From the results seen we can conclude that synthetic gradients hold an upper-hand when it comes to speed of execution and this is vital when we have to train very-large-scale neural networks learning systems. An interesting observation to make from the above experiments is that the difference in training time between synthetic gradients with DNIs and standard neural MLP networks grows as the number of iterations increases. This clearly puts synthetic gradients as a winner for speed gain due to its asynchronous update schemes by decoupling the network layers.
Backpropagation is still superior with respect to the accuracy of the network by making a better computation of the gradient of the loss function. However, this apparent advantage in accuracy can be matched by synthetic gradients in practice due to the humongous datasets available when training large-scale networks. Also, the over 3-fold increase in training speed can allow training for even more prolonged iterations for a shorter period. An increased training time and large dataset can more than compensate for the slight dip in gradient error computation as synthetic gradient attempts to approximation the exact backpropagation gradient.
6 Future Work
For further exploration of performance benchmarks, given more time and resources, it will be beneficial to train synthetic gradients on the CIFAR-100 444https://www.cs.toronto.edu/ kriz/cifar.html dataset and compare its performance with standard neural networks.

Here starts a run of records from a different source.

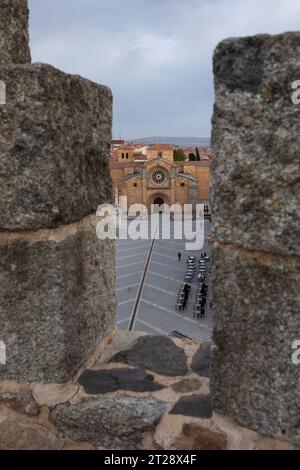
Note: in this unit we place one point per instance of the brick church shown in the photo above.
(149, 175)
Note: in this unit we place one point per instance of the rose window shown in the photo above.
(159, 176)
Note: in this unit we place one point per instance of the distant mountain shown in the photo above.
(180, 141)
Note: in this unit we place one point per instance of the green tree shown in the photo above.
(179, 155)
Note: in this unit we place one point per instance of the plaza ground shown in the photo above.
(149, 276)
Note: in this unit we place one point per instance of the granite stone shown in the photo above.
(157, 354)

Further, another important metric that should be carried out in a future study is to run synthetic gradients across parallel computing infrastructures (perhaps on GPUs if possible) to see how they perform in a distributed fashion. Asynchronous parallel learning is one of the major promises of decoupled neural interfaces. Running of select convolutional and recurrent neural architectures in a distributed setting will provide further context into the performance of synthetic gradients against standard backpropagation.
The author will like to thank Andrew Miles for help and support with the GPU computing facilities at the Carleton School of Computer Science.